![]() |
http://www.360-edu.com/images/post/large/suicide-prevention.jpg |
19 dari 100, selamat karena kalian telah menjadi yang terbaik dan terpilih.
Saya tersisih, saya sedih bahkan saya menangis.
Tapi sungguh, saya tidak bersedih apalagi menangis untuk kalian wahai 19 orang yang terbaik dan terpilih.
Kita memang teman, sahabat bahkan jujur harus saya akui, kalian telah terpatri dalam hati sanubari, sebagai keluarga baru bagi saya karena kalian telah mampu menerima saya dengan segala kekurangan dan mungkin kelebihan yang saya miliki, kalian mengingatkan saya ketika saya salah dan menyemangati ketika saya benar.
Terima kasih tapi saya tidak ingin munafik juga menjadi bodoh untuk menangisi kalian, kalian yang belum tentu juga bersedih atau bahkan menangis meninggalkan saya disini.
Saya pamrih? ya!
Tidak ada bahagia dan sedih yang terasa dalam hati pada waktu yang bersamaan, tidak akan mungkin menangis juga tersenyum dalam satu waktu yang sama. Hal itu jelas sangat tidak rasional, setidaknya untuk ukuran rasio otak saya.
Saya sangat yakin, seyakin saya percaya bahwa Tuhan itu ada, bahwa kalian itu bahagia!
Karena siapa di dunia ini yang tak ingin dirinya menjadi yang terbaik?

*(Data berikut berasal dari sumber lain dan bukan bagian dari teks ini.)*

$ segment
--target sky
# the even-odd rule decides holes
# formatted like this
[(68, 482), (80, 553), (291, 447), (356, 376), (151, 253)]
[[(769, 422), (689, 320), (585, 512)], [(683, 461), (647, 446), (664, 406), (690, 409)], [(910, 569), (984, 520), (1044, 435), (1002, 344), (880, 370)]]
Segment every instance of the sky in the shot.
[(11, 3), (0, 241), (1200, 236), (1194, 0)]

Siapa di dunia ini yang tak ingin dirinya terpilih?
Siapa yang tak ingin dirinya dipuji, dipuja, disanjung dan dielu-elukan namanya sebagai seorang pemenang, orang-orang yang hebat?
Ayo-lah jangan kalian munafik! Karena ini tentang harag diri!
Dan itu-lah kenapa saya bersedih hingga akhirnya menangis..
Saya bersedih hingga menangis untuk diri saya sendiri, diri sendiri yang tak mampu untuk menjadi yang terbaik dan terpilih walau secara isi, secara substansi, saya rasa saya mampu dan pantas untuk menjadi yang terbaik dan terpilih.
Dan ya, pemikiran-pemikiran liar seperti itu yang berterbangan tak menentu dalam otak semakin membuat sakit, sungguh sakit dalam hati!
Persetan dengan gelar!
Tak masalah bagi saya menjadi sarjana atau diploma bahkan kenyataannya saya lebih ingin menjadi praktisi daripada sekedar ahli teori maka tidak terpilihnya saya seharusnya tak harus membuat saya sakit hati.
Tapi sayang karena mekanisme penentuan itu ditentukan langsung berdasarkan orang-orang yang katanya terbaik dan terpilih maka saya sungguh sakit ketika mendapati diri ini tidak terpilih dan tidak termasuk orang-orang terbaik.
Bahkan saya kalah oleh orang-orang yang saya pikir kualitasnya berada jelas di bawah saya.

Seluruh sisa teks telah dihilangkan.